In a previous paper Ref. 1 it was mentioned that the reserves of horizontal wells of heavy oil over water is not linearly related to the well length. A series of workovers were performed to verily this conclusion. New wells were especially designed to account for the non-linear relationship between reserves and length for wells longer than the optimum for reserves per meter. This paper is an update with regard to the technique of segmenting the well and producing different segments separately. The main criteria for the success of the technique is to increase the reserve of the well while maintaining a relatively high oil rate to maximize revenue.

Details of a new water shut-off method specifically suitable to water conning is described in detail.


The Winter field (Fig. 1) has been developed utilizing horizontal wells to produce heavy oil (13.7 API oil of 2800 cp. viscosity) in a 12 m (37 ft.) thick Cummings sand underlain by a very strong aquifer. Ref. 1 showed that the reserve per well for the first six phases (each year program is called a phase) is the same despite the fact that the average well length for the different phases varied from 574m. (1883 ft.) to 1111 m. (3645 ft.). It also showed that for over 250 horizontal wells, producing oil over water reservoirs in Saskatchewan, the reserves per well is not linearly related to the well length once the well length is longer than 500 m. (1640 ft.). Both of the above lead to assume that for a long well (longer than a critical value around the 500 m) the nature of the pressure distribution in the wellbore and sand face together with the oil water interface being close, premature conning takes place close to the heal of the well. Once the water table establishes communication to the wellbore, say, 300m. from the heal the well is reduced to 300m long well as far as oil production is concerned. Most of the drawdown will be satisfied by the less viscous water coming from the infinite acting aquifer, and oil production, from the pump intake at the heel to the water entry point, will quickly vanish.

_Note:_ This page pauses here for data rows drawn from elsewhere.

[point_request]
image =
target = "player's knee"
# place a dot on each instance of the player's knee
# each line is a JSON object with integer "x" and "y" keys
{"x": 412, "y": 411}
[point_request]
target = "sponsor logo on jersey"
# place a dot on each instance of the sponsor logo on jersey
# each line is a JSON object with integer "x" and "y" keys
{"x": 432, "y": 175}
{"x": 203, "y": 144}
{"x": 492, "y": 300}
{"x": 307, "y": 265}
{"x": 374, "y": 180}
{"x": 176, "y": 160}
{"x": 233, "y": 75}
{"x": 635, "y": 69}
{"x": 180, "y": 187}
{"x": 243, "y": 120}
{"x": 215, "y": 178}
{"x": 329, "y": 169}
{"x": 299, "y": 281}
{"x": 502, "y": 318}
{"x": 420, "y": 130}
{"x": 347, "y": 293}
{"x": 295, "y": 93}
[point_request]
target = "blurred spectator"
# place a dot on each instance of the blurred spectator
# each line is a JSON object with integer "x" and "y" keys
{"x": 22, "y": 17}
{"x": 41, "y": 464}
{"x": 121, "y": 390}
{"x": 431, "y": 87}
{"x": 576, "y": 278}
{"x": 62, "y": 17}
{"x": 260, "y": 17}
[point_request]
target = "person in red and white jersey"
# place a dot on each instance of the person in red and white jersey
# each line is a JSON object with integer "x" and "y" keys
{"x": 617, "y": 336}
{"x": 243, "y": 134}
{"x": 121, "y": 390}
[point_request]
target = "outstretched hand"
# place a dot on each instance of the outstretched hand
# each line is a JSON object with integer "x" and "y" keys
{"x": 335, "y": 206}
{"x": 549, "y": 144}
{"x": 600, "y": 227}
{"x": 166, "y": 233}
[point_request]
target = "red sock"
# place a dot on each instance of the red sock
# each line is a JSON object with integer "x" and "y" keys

The above diagnosis led to two corrective approaches:

  1. try to shut-off the water cone by injecting water shut-off material, and

  2. try to isolate the suspected area of the water cone mechanically.

Water Shut-off Treatments

For a long time the oil industry has been looking for the ideal, cheap, reversible, non-damaging anti-conning or water shutoff material.

Now if we can find a smart fluid that when hot it behaves just like water, preferentially displaces water and as it cools off it becomes less mobile (a solid); it would be ideal for use as a water shut-off material. If with such material the well inflow is reduced below economic values it is easy to restore some inflow. Hot water injection into the well will heat up the well bore and sand-face rendering the material mobile again. Once the well is pumped some of the material will be produced and the productivity of the well is improved.

Wax, yes normal problem causing paraffin wax, was the material of choice. A refinery supplied two samples of paraffin wax, one of them has a melting point of 38-40 degrees C (100–102 F) was considered perfect for the Winter Field of reservoir temperature of 26 degree C (79 F). When the wax is heated to 60-90 degree C (140–195 F) it is very fluid with a viscosity much closer to water than to the 3000 cp. oil.

When a well waters out it is very difficult to induce a draw down even with a high rate of production. If we inject water into the well, it takes it on vacuum. In other words wellbore flow resistance is reduced dramatically. This was another reason to choose hot wax.